Source - City of Cincinnati Statistical Database

History
Fairmount began as a sprinkling of farm homes in the early 1800s. Later as the Mill Creek valley became industrialized, the creek bed was spanned and factories were located at the base of the hill. A brewery was established as early as 1825, and several more beer makers arrived in the next decades. The first newcomers were a few French and German immigrants. The community attracted Italians near the turn of the century. Fairmount developed distinct neighborhoods, I.e. North Fairmount, South Fairmount, Millvale (in northeast Fairmount), and English Woods (an early federal housing project).

Lick Run Watershed improvements
The Metropolitan Sewer District of Greater Cincinnati (MSD) is in the design stage of a stream daylighting project to restore the Lick Run which used to flow between Queen City Avenue and Westwood Avenue. MSD is required to remove 85% of the annual 14 billion gallons of the combined sewer overflows (CSOs) that occur each year in the outdated sewer system during rain events. The largest contributor to the overflows is CSO 5 in the Lick Run Watershed which dumps 1.7 billion gallons of raw sewage into the Mill Creek annually. By separating the storm water from the sanitary sewage most of the rain water can be sent straight into a creek, thus alleviating the watershed from CSOs.

Two plans have been proposed by MSD to solve the issue.
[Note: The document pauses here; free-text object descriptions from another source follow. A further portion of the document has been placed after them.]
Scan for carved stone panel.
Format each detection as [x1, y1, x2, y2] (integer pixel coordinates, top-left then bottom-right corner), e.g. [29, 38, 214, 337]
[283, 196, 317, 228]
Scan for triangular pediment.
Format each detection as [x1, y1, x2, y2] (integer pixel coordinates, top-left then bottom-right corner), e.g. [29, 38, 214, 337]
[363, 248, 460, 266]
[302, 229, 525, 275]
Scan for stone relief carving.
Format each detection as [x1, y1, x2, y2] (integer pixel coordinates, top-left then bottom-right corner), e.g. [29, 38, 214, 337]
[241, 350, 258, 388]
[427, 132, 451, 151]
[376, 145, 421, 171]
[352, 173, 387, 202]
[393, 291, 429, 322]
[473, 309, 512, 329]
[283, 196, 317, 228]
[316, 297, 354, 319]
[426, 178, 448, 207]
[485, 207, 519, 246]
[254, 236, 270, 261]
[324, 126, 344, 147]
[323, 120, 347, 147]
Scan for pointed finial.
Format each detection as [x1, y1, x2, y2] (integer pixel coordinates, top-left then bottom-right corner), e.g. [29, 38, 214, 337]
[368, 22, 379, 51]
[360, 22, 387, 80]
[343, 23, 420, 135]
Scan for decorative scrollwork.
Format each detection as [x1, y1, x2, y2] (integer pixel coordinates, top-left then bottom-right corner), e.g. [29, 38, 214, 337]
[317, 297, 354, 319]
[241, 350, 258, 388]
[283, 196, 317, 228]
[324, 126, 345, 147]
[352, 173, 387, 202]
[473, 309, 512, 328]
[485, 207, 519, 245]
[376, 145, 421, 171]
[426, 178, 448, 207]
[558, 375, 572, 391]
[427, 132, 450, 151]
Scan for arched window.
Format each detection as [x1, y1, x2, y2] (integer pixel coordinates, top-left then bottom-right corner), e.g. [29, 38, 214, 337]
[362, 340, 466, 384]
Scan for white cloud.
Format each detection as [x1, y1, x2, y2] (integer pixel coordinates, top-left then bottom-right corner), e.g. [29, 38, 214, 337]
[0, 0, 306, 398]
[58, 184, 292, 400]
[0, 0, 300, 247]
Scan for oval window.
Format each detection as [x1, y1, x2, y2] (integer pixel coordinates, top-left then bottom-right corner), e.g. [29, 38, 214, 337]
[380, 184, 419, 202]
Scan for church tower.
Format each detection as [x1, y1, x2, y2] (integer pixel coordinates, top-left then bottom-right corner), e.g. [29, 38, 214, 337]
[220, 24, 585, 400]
The preferred plan is to daylight the stream, allowing the rain water to collect in the restored Lick Run and discharge into the Mill Creek. This option is anticipated to cost approximately $195 million. Some community opposition has been raised for this alternative with a few residents likening it to an "open drainage ditch" and concern about the existing businesses and building stock between the two thoroughfares.

The alternative "grey" solution would consist of constructing a new 25-foot diameter tunnel to replace the 19.5-foot tunnel currently in place. This alternative would not separate the storm water from the sanitary sewage so MSD would still be responsible for treating the storm water as if it is sewage. This alternative is expected to cost about $312 million.